ZW_GetRoutingInfo is a function that can be used to read out neighbor information from the protocol.This information can be used to ensure that all nodes have a sufficient number of neighbors and to ensure that the network is in fact one network.

In fact, the standard clearly defines when neighbor lists are used for routing, and that’s almost never (section 3.10.2):

The routing attempts done by a static controller to reach the destination node are as follows:

* If APR, LWR and NLWR all are non-existing and TRANSMIT_OPTION_ACK set. Try direct when neighbors with retries.
* If APR exist and TRANSMIT_OPTION_ACK set. Try the APR. If APR fails then try LWR if it exist and if it also fails then remove the LWR and try direct if neighbor.
* If APR do not exist, LWR exist and TRANSMIT_OPTION_ACK set. Try the LWR. In case the LWR fails, ‘exile’ it to become NLWR and try old NLWR if it exist. if the NLWR also fails, remove it and try direct if neighbor.
* If APR do not exist, LWR do not exist, NLWR exist and TRANSMIT_OPTION_ACK set. Try the NLWR. In case the NLWR fails remove itand try direct if neighbor.

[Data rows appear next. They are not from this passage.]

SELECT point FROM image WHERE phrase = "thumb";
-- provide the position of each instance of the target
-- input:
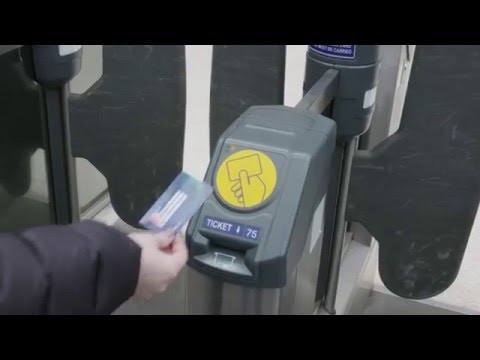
(244, 178)
(163, 239)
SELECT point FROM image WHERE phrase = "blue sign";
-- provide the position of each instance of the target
(336, 51)
(231, 228)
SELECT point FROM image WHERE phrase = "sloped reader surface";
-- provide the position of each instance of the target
(131, 124)
(418, 192)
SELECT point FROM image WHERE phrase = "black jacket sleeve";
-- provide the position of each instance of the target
(86, 268)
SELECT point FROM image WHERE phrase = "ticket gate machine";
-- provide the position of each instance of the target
(270, 172)
(260, 235)
(282, 176)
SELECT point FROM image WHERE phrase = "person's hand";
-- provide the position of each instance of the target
(163, 257)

So basically neighbors are only used as a ultimate fallback if everything else fails. And even then it will route through the neighbor with the strongest signal. And that is not available / used in zwavejs and the network graph either.

So in conclusion, what the zwavejs network graph displays has nothing to do with the routing. It’s completely random and should not be relied upon.

Yeah that discussion made me smile. How to display random data in a pretty way

About the MQTT, there are pros and cons. I’ll reply to this later, I’m on the go right now.